In conclusion, higher postoperative mean daily step counts significantly predicted lower risk of readmission after complex surgery for metastatic peritoneal cancer. After adjustment for demographic and medical covariates, taking 100 additional steps per inpatient recovery day was associated with 17% lower risk of 30-day readmission and 18% lower risk of 60-day readmission. Results highlight the potential of commercial activity monitors to improve postoperative care by identifying patients in need of additional monitoring or intervention after cancer surgery.

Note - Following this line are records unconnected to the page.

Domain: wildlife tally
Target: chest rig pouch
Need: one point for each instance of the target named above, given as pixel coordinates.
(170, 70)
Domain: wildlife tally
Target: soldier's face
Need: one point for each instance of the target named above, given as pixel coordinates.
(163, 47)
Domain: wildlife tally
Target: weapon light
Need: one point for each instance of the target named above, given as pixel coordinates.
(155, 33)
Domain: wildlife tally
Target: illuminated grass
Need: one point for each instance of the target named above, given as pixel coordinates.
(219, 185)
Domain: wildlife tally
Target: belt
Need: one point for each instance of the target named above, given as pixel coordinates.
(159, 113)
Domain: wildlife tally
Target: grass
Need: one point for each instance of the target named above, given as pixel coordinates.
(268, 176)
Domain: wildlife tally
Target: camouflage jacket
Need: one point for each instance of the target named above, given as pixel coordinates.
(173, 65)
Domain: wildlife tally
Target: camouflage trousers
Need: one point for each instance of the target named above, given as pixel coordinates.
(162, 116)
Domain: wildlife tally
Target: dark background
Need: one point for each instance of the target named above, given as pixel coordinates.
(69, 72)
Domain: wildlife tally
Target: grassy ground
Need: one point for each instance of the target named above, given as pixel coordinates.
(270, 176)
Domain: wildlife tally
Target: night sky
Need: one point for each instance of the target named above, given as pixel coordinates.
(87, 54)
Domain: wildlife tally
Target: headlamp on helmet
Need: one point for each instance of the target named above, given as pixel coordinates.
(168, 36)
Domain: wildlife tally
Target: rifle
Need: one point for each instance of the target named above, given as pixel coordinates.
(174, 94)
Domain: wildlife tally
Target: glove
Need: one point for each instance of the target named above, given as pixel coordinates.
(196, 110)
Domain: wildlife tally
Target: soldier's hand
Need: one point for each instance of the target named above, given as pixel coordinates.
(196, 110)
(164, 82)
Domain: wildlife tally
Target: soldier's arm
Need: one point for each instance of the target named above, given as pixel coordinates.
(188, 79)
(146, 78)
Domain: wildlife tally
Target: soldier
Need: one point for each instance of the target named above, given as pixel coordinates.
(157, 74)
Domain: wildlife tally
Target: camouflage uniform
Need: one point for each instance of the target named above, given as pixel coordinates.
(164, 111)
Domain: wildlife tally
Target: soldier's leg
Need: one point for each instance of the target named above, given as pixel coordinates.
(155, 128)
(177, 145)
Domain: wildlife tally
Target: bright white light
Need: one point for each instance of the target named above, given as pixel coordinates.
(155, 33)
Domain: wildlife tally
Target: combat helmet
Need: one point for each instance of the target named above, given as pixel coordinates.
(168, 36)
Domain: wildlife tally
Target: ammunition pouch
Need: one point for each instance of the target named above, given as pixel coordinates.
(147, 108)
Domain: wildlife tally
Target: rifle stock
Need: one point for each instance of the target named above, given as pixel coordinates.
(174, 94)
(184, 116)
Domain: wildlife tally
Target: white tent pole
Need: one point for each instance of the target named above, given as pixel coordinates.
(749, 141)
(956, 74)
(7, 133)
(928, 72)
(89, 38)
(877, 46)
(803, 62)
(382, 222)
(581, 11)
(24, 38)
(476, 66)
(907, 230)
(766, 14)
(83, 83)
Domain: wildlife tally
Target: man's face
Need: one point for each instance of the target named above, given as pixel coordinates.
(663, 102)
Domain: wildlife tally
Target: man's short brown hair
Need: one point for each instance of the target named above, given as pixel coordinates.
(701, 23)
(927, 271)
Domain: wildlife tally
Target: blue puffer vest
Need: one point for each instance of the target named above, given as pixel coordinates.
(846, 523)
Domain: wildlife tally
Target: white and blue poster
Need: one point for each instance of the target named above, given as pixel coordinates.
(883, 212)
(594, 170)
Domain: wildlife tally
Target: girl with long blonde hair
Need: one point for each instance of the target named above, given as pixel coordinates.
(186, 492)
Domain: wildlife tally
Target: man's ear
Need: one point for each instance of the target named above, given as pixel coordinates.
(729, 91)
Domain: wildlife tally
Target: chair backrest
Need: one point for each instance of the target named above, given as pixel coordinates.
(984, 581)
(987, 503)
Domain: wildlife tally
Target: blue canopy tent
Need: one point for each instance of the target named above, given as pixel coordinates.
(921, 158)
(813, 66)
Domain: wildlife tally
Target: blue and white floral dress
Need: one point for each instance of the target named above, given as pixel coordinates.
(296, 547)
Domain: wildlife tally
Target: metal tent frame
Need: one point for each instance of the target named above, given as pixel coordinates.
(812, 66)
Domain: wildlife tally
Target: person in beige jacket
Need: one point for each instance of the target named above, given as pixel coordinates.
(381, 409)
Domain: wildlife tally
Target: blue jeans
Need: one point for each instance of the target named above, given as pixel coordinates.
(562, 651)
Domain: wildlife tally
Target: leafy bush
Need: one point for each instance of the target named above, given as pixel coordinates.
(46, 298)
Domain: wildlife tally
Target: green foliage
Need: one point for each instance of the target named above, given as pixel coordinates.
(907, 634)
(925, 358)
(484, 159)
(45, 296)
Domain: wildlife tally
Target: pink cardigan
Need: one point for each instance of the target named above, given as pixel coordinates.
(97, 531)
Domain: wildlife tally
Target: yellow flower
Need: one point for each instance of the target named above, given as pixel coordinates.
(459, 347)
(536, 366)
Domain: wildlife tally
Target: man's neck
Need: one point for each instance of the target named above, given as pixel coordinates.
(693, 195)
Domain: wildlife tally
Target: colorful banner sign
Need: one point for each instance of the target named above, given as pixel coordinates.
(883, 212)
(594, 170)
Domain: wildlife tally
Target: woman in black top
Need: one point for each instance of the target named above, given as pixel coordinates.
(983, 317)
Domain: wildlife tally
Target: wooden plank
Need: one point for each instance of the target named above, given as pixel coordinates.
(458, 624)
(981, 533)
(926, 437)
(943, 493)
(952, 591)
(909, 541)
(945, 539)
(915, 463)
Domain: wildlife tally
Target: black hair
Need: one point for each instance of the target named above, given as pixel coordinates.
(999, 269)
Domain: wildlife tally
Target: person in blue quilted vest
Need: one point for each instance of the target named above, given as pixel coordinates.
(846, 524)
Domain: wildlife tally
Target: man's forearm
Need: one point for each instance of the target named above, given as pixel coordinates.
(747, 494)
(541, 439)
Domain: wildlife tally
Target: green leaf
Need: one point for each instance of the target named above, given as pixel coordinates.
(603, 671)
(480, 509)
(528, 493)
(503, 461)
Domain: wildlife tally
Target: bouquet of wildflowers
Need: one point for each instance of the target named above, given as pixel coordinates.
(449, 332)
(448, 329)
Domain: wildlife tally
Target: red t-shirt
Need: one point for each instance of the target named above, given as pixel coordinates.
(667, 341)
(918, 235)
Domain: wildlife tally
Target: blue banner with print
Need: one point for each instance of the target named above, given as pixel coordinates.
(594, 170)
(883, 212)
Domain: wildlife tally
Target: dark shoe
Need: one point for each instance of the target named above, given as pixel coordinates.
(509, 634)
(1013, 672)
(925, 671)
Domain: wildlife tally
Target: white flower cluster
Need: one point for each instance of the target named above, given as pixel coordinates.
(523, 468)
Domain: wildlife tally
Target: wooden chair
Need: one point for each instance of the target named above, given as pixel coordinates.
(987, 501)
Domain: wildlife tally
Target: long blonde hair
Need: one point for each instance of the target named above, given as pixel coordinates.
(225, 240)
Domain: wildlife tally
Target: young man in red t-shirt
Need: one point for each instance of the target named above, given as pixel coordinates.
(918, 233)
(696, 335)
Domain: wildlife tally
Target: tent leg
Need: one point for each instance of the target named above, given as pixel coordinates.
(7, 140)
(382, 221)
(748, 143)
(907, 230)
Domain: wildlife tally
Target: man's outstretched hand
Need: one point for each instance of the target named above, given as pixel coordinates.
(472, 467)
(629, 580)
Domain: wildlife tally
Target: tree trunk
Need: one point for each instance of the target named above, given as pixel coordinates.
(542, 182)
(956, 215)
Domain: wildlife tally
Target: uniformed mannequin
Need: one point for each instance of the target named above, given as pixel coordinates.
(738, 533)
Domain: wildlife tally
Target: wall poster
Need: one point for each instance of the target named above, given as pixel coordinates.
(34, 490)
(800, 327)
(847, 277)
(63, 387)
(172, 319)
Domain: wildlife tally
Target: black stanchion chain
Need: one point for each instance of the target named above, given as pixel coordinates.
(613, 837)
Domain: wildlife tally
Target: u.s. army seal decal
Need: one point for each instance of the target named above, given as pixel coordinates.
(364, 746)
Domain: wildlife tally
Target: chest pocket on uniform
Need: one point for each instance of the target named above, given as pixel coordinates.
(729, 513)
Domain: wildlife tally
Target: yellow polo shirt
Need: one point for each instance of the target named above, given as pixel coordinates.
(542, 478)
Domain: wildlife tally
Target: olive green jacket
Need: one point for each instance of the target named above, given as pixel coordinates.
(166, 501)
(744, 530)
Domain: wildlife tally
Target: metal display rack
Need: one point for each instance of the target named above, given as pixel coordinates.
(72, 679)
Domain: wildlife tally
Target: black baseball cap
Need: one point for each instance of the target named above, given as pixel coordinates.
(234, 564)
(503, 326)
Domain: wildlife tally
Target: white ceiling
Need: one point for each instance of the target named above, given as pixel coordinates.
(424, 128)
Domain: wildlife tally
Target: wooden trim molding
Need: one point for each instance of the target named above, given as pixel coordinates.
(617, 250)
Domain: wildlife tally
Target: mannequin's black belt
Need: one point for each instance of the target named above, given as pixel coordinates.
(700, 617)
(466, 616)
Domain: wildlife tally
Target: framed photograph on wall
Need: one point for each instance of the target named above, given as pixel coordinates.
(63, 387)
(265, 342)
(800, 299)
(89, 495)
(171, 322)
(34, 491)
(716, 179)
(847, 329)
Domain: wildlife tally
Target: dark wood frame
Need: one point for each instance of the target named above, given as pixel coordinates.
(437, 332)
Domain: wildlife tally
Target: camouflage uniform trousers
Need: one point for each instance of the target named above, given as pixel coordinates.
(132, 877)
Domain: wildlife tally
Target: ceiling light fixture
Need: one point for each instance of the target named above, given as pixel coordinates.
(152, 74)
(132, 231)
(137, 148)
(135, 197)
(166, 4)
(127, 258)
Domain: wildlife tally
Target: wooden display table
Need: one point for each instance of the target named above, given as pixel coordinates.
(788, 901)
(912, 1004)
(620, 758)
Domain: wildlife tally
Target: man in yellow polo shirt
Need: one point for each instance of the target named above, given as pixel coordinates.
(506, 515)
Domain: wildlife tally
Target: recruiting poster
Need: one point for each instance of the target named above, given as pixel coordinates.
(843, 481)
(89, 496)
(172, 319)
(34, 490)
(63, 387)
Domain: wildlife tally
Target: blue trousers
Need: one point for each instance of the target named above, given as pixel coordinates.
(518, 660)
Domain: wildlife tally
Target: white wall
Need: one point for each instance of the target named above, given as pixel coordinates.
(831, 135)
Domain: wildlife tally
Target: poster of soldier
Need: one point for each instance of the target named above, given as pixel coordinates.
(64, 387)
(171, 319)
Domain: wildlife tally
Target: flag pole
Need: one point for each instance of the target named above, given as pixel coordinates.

Compliance with Ethical Standards Conflict of Interest
The authors declare that they have no conflict of interest.
Ethical Approval and Informed Consent
All procedures, including the informed consent process, were conducted in accordance with the ethical standards of the responsible committee on human experimentation (institutional and national) and with the Helsinski Declaration of 1975, as revised in 2000.
Acknowledgements
We thank the patients who participated in this study. Results were presented in part at the 2015 Wireless Health meeting, the 2016 American Psychosomatic Society meeting, and the 2016 Ubicomp meeting. NCI P30CA047904 & K07CA204380.